As our leaders in Washington know, something’s got to give when it comes to higher education. Both sides of the aisle have marched their preferred program up the steps to the guillotine, and we’re waiting to see which one gets a nice shave.
On one hand, President Obama is considering eliminating the subsidized interest on government-subsidized student loans, increasing the amount college students would need to pay back over the course of their loans. At first, this proposal would only affect graduate students — who, as you may know, are already strapped for cash — but it could later be expanded to include everyone who receives a federal student loan.
On the other hand, House Republicans favor a measure to cut spending by scaling back the amount of money distributed via Pell grants.

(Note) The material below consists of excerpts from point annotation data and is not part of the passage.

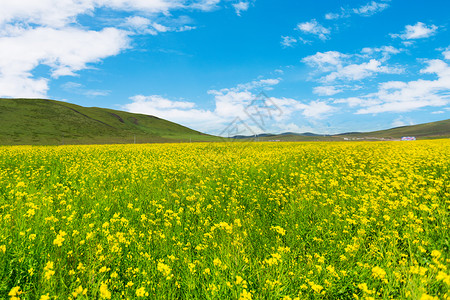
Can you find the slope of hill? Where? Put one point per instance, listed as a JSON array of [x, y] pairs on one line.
[[49, 122], [427, 130], [433, 130]]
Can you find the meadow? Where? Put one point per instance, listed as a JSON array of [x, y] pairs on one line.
[[226, 221]]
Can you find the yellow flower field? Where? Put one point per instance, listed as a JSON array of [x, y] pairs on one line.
[[226, 221]]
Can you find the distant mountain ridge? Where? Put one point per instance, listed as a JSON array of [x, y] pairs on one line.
[[50, 122], [427, 130]]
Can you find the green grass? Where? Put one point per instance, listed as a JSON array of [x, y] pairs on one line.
[[226, 220], [49, 122]]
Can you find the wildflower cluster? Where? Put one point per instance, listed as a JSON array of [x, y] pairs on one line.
[[226, 221]]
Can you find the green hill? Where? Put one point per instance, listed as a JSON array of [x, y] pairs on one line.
[[433, 130], [49, 122], [428, 130]]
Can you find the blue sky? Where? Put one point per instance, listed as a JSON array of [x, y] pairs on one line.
[[325, 66]]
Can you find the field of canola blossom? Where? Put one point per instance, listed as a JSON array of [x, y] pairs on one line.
[[226, 221]]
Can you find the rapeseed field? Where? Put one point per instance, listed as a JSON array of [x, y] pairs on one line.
[[226, 221]]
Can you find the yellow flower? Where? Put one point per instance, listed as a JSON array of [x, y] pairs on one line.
[[140, 292], [104, 292], [278, 229], [163, 268], [245, 295], [378, 272], [436, 254], [15, 291], [45, 297]]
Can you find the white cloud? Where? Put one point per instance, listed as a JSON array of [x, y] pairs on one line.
[[230, 103], [60, 13], [182, 112], [402, 121], [63, 58], [326, 90], [371, 8], [240, 7], [288, 41], [446, 53], [351, 67], [326, 61], [317, 109], [141, 25], [418, 31], [366, 10], [205, 5], [399, 96], [314, 28], [386, 51], [78, 88], [49, 32], [360, 71]]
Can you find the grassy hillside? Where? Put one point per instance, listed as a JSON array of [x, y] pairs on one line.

They propose reducing the maximum amount for the award to $4,705 — a drop of 15 percent from the current maximum of $5,550.

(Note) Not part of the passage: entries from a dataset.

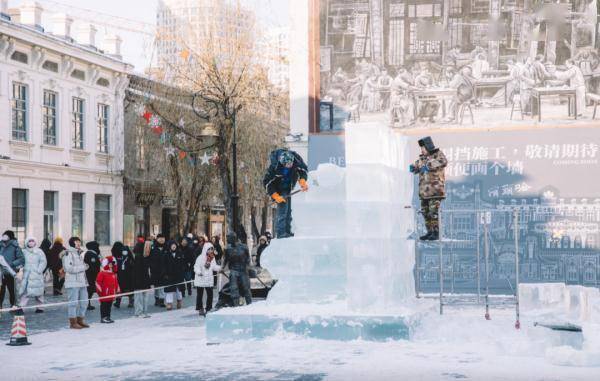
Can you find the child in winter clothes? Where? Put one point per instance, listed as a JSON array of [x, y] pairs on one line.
[[204, 280], [107, 286]]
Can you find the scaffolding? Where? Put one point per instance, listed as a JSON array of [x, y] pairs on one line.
[[446, 242]]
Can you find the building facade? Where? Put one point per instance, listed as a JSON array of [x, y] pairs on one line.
[[61, 150]]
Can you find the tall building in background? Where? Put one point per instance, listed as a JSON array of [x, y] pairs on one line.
[[276, 56], [187, 24]]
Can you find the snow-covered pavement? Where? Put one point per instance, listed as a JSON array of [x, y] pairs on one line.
[[461, 345]]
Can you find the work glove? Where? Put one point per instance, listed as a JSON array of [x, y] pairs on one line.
[[303, 185], [277, 197]]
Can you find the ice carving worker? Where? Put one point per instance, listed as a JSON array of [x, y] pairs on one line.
[[432, 182], [285, 170]]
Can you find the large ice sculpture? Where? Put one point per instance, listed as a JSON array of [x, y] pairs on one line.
[[349, 267]]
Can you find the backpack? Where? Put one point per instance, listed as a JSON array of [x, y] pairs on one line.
[[274, 157]]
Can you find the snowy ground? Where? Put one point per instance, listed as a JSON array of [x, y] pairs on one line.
[[461, 345]]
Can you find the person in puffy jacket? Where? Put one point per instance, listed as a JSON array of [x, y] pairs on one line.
[[92, 258], [125, 270], [75, 283], [141, 277], [430, 167], [187, 247], [204, 281], [32, 285], [10, 250], [174, 275], [107, 286], [237, 258], [55, 265]]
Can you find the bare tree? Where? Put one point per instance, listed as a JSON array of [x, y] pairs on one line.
[[220, 65]]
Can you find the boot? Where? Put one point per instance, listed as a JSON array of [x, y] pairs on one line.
[[73, 324], [82, 323]]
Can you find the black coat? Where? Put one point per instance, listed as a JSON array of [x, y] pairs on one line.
[[237, 257], [141, 271], [156, 263], [189, 253], [274, 179], [174, 271], [126, 272]]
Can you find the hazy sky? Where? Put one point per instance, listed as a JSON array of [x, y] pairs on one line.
[[137, 48]]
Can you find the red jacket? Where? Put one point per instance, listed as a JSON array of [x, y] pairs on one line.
[[107, 285]]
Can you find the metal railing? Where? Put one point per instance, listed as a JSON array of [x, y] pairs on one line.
[[483, 220]]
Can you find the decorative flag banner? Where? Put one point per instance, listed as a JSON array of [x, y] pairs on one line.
[[170, 151], [185, 54]]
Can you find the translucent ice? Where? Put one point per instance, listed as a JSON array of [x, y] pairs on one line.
[[351, 229]]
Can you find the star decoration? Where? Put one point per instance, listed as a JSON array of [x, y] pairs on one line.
[[170, 151], [205, 159]]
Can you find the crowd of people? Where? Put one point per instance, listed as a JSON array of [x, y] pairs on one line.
[[165, 270], [368, 88]]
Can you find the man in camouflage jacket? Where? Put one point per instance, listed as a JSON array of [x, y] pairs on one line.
[[432, 180]]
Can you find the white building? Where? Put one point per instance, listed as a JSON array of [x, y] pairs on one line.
[[61, 129]]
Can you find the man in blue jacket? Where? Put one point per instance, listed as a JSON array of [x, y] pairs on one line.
[[10, 250], [286, 169]]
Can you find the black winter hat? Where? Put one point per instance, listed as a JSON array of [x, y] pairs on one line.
[[72, 241], [427, 142]]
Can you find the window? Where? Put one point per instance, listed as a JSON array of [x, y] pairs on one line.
[[103, 82], [78, 122], [49, 117], [79, 74], [103, 128], [77, 202], [19, 57], [50, 214], [19, 112], [102, 219], [19, 213], [50, 66]]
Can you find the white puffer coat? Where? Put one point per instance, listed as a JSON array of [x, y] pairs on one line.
[[33, 274], [204, 276], [74, 268]]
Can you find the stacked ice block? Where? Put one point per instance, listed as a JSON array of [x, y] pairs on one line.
[[348, 272]]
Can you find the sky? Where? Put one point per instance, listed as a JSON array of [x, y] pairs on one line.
[[137, 48]]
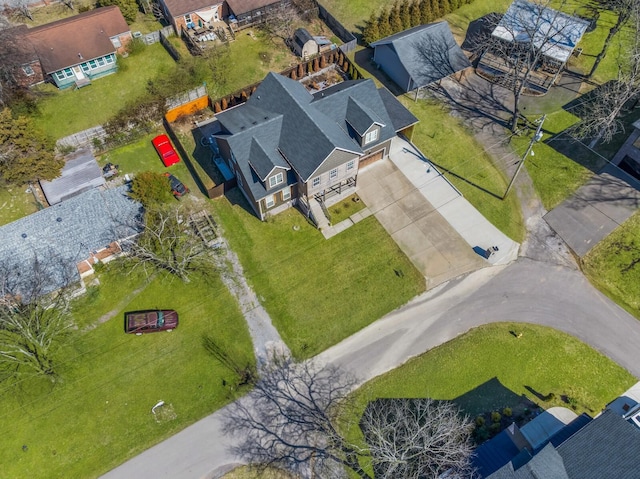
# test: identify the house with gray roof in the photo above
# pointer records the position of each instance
(71, 235)
(603, 447)
(287, 146)
(79, 174)
(419, 56)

Both of these programs are targeted at students already struggling to get a higher education: The subsidized amount of a federal loan is determined by a student’s FAFSA, as is the Pell grant.
The difference between the two is what income bracket they help most.

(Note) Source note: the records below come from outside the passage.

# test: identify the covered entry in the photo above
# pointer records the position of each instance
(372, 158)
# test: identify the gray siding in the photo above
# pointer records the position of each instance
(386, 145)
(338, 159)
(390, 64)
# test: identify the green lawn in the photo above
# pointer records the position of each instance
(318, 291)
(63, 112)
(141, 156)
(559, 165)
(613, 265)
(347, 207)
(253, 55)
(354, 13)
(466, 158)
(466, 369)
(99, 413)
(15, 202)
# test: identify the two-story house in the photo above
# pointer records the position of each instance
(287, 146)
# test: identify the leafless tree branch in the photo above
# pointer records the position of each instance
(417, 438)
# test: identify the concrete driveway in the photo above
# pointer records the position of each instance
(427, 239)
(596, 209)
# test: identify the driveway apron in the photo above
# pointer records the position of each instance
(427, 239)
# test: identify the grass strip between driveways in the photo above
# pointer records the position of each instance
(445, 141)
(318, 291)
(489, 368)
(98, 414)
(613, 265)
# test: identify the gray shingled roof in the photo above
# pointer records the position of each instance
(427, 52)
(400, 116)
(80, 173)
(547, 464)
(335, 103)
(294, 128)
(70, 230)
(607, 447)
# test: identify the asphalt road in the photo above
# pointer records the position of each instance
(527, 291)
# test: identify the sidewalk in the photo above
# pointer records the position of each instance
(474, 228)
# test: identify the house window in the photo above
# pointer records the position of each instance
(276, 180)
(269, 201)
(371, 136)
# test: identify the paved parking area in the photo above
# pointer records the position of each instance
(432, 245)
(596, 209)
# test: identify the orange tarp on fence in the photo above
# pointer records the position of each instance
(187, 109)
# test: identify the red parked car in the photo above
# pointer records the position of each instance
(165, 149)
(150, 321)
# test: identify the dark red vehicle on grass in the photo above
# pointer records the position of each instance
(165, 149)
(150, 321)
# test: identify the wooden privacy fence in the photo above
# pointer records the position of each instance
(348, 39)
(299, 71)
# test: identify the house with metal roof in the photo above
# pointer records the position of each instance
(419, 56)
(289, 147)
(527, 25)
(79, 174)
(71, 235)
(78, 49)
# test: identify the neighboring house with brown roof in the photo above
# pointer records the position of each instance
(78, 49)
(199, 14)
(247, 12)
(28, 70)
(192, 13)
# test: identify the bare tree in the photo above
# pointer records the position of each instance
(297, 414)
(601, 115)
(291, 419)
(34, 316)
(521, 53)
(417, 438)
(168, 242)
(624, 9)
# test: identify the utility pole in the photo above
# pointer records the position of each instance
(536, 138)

The federal loans help a wide range of students, with 69 percent of those with subsidized loans coming from households making less than $50,000 a year.
In contrast, the Pell grants are specifically designed to lend a hand to the poorest students, with 97 percent of the recipients coming from households with incomes less than $50,000 a year.
If we had to pick one to cut, it’d be a difficult decision, especially for people who understand how hard it is for many college students to make it through college without incurring massive debt. If pressed, however, we’d have to side with the president on this matter.
We don’t understand how it seems more feasible to scale back help to those who need it most.
This is especially true when we are presented a viable second option which involves spreading the costs around considerably more.
Some of us have student loans, and the last thing we want to see is our interest rates increase. However, if we have to pay a bit more on these loans in exchange for giving underprivileged students a chance to succeed and break the vicious cycle of poverty, we’ll fork the cash over.
We’re still questioning the president on some points of his decision, however. The fact that he has done a 180 on interest rates hasn’t escaped us: The federally subsidized student loan rate will slide down to 3.4 percent on July 1, but Obama would have it double to 6.8 in 2012.
We also wonder why the change has to start with the graduate students, who have notoriously unstable financial lives.
Both choices have their downsides, but that’s always the case with budget cuts.
Whatever decision gets made, we’re prepared for the uproar afterward.
Or at least an uptick in angry letters.